Hegarty also likens scam work to taking drugs and warns that creatives become fixated with it rather than applying their energy to developing breakthrough work for clients.
He cites firms like famed UK shop, Collet Dickenson Pearce (CDP), which, in the past, pushed for outstanding creative work for big national brands that were showcased to the public. In this way, clients and consumers also took notice that great creative work is effective which in turn creates a bigger demand for it.
“In a way, (firms like CDP) enhanced the creative reputation of the UK. Not because we all rushed off and did scam ads on a little charity account or an account that didn’t exist and pretend that it ran and had no impact. It was done on big major accounts and that way we changed the perception of British advertising and the effectiveness of British advertising,” says Hegarty.

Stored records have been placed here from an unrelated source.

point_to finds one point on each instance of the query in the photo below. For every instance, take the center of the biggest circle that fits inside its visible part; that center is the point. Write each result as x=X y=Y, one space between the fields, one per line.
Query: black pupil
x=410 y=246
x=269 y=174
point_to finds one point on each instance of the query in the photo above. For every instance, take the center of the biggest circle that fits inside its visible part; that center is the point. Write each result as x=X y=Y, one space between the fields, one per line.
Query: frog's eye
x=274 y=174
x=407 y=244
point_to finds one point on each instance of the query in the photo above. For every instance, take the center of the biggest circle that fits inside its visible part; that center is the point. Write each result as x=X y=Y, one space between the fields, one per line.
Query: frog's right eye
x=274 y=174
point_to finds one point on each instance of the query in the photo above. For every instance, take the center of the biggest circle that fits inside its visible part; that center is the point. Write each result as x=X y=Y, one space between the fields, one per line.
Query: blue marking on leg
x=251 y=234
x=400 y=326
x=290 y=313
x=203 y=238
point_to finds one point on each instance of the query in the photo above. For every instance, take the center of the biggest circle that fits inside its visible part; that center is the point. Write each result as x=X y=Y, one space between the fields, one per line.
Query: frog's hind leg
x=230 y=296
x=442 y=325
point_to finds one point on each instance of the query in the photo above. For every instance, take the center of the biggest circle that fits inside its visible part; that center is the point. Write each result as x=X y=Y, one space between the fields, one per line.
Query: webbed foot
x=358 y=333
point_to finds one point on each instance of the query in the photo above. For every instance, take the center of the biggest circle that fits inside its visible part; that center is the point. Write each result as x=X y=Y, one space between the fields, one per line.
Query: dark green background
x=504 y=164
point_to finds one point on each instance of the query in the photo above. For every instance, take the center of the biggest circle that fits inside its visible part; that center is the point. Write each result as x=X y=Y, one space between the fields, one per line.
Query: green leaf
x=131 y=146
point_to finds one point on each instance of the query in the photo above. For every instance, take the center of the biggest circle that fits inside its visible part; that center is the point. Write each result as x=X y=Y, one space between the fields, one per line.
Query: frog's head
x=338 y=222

The creative chief also reiterated that Asian advertising has to retain its identity and not adapt too much from its Western counterparts – a theme he stressed upon while speaking at a Chinese advertising event last year.
He says: “I think the more advertising understands how to reflect a national point-of-view, but with a kind of global perception, the more interesting it becomes. British advertising emerged in the seventies because it learned from America, but it gave it a British accent that appealed to the British market. It spoke very much with a British point-of-view.”
“Now, Asia should be doing that. In this global world, I don’t want us to be losing our identities or to become these bland global citizens where you can just move one piece of work around and it’s all the same - where nobody’s any different except some people have fair hair, some people have dark hair or some people wear glasses and some people don’t – that to me is boring! What I’d love to see is a Chinese point-of-view but expressed in such a way that we can all understand. I really think that’s the future – for brands not to become bland.”